DERSHOWITZ, ALAN M.
DERSHOWITZ, ALAN M. (1938– ), U.S. law professor and civil liberties lawyer. Dershowitz was born in Brooklyn, New York, graduated from Yeshiva University high school and Brooklyn College. He received his law degree from Yale Law School, where he was editor-in-chief of the Yale Law Journal. He was law clerk to Chief Judge David Bazelon, U.S. Court of Appeals, and Justice Arthur Goldberg of the U.S. Supreme Court. In 1967 he was appointed professor at Harvard Law School, where his special subjects have been criminal law, psychiatry and law, and constitutional litigation. He has served as consultant to the government of China on the revision of its criminal code, as a member of the President's Commission on Marijuana and Drug Abuse, the President's Commission on Causes and Prevention of Violence, and the President's Commission on Civil Disorders, and he has been director of the National Institute of Mental Health.
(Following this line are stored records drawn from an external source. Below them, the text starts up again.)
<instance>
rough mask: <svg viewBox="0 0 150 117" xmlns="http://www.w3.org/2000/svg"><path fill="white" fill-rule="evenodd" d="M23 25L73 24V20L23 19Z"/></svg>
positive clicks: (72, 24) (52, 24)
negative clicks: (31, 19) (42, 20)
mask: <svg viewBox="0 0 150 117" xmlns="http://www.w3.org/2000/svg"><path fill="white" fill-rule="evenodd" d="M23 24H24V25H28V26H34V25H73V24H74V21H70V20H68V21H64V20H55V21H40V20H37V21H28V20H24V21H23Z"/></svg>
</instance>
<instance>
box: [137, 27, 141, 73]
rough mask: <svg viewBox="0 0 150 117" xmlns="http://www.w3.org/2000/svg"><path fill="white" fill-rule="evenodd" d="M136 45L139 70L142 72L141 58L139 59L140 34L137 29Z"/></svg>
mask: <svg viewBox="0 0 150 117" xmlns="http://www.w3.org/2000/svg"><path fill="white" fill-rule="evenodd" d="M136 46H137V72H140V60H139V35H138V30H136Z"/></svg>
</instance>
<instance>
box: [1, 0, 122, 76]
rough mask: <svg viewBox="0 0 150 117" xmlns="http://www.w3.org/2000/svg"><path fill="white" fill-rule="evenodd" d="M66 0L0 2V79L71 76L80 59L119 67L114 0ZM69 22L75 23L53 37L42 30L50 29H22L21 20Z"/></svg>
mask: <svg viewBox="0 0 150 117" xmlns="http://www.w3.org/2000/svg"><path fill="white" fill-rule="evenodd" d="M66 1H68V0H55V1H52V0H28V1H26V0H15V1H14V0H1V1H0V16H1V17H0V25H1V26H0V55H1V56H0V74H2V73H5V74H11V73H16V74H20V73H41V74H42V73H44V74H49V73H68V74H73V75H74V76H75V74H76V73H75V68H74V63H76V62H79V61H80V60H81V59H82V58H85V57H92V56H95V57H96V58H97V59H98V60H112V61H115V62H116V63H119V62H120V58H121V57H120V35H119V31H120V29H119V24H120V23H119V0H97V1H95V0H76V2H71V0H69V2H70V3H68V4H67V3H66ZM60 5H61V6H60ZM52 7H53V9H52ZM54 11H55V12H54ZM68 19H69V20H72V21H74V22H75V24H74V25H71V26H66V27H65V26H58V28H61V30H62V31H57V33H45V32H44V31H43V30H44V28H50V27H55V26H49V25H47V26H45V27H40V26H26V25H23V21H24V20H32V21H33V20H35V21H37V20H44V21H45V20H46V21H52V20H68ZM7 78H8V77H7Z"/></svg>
Dershowitz has been chairman of the civil rights commission for New England of the Anti-Defamation League of B'nai B'rith, and has been a prominent member of the board of directors of the American Civil Liberties Union.
He has lectured widely and written extensively (in books, in magazines, and newspaper articles) on civil liberties and public affairs. He has been identified as counsel in many important legal cases involving civil liberties, and became a public figure especially through his participation in television programs and interviews.
Dershowitz has played a leading role in influencing Congress in projecting the theory of “presumptive sentencing,” which is intended to obviate discrepancy in criminal sentencing for the same crimes.
Between 1967 and
1986 Dershowitz represented clients in eleven cases in the U.S. Supreme
Court. Some of his cases have attracted national attention, including those
in which he represented Patricia Hearst, Claus von Bülow the trial
lawyer, F. Lee Bailey, and Kenneth Tyson. Although stridently loyal to
Jewish causes, he defended the constitutional right of the American Nazi
party in 1977 to march in Skokie, Illinois, for he maintains that as a
civil libertarian it was his duty to uphold the constitutional right of
free speech, which includes the right to demonstrate peacefully. Dershowitz
thinks of himself as a liberal in the tradition of John F. Kennedy and
Hubert Humphrey. Although opposed to the philosophy and actions of the
Jewish Defense League, he in 1972 successfully defended Sheldon Siegel,
a member of the J.D.L., on a murder charge arising out of the blowing up
of the offices of Sol Hurok to protest Hurok's sponsorship of Russian performers.
Dershowitz succeeded at the trial of Siegel to expose the case as a police
frame-up. Time magazine has called him, “the top lawyer of last resort
in the country.” He was on the defense team of the 1995 O.J. Simpson murder
trial. Newsweek has described Dershowitz as “the nation's most peripatetic
civil liberties lawyer and one of its most distinguished defenders of individual
Dershowitz is author of several books, including The Best Defense (1982); Reversal of Fortune: Inside the von Bülow Case (1982), which was made into a successful film; Taking Liberties: A Decade of Hard Cases, Bad Laws and Bum Raps (1988); his autobiography Chutzpah (1991); and Contrary to Public Opinion (1992).